In: J.Delgado-Frias, W.Moore (Eds.): VLSI for Artificial intelligence and Neural Networks, Plenum Press, New York, 1994, pp.53-60

# A VLSI-DESIGN OF THE MINIMUM ENTROPY NEURON

#### R. Brause

J.W. Goethe-University, Frankfurt a. M., Germany brause@informatik.uni-frankfurt.de

#### **Abstract**

One of the most interesting domains of feedforward networks is the processing of sensor signals. There do exist some networks which extract most of the information by implementing the maximum entropy principle for Gaussian sources. This is done by transforming input patterns to the base of eigenvectors of the input autocorrelation matrix with the biggest eigenvalues. The basic building block of these networks is the linear neuron, learning with the Oja learning rule.

Nevertheless, some researchers in pattern recognition theory claim that for pattern recognition and classification clustering transformations are needed which reduce the intra-class entropy. This leads to stable, reliable features and is implemented for Gaussian sources by a linear transformation using the eigenvectors with the *smallest* eigenvalues.

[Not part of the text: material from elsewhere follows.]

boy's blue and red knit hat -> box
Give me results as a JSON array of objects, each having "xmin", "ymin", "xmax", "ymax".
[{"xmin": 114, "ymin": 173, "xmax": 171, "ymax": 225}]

In another paper (Brause 1992) it is shown that the basic building block for such a transformation can be implemented by a linear neuron using an Anti-Hebb rule and restricted weights. This paper shows the analog VLSI design for such a building block, using standard modules of multiplication and addition.

The most tedious problem in this VLSI-application is the design of an analog vector normalization circuitry. It can be shown that the standard approaches of weight summation will not give the convergence to the eigenvectors for a proper feature transformation. To avoid this problem, our design differs significantly from the standard approaches by computing the real Euclidean norm.

**Keywords**: minimum entropy, principal component analysis, VLSI, neural networks, surface approximation, cluster transformation, weight normalization circuit.

## **INTRODUCTION**

For many purposes the necessary processing of sensor input signals is realized by using a system which implements the maximization of the transinformation from the input to the output of the system. For deterministic systems, this corresponds to the maximization of the output entropy (maximum entropy principle). In pattern recognition theory, it is well known that for Gaussian distributed sources this corresponds to the minimization of the mean square error of the output. For linear systems, this is done by a linear transformation to the base of the eigenvectors of the autocorrelation matrix (Fukunaka 1972). Furthermore, we can compress (encode) the input information by using only the base vectors (eigenvectors) with the biggest eigenvalues. Neglecting the ones with the smallest eigenvalues (m<n, see Fig.1) results in the smallest reconstruction error on the encoded input (Fukunaga 1972). Generally, this approach can be used for sensor signal coding such as picture encoding, see e.g. (Jayant and Noll 1984).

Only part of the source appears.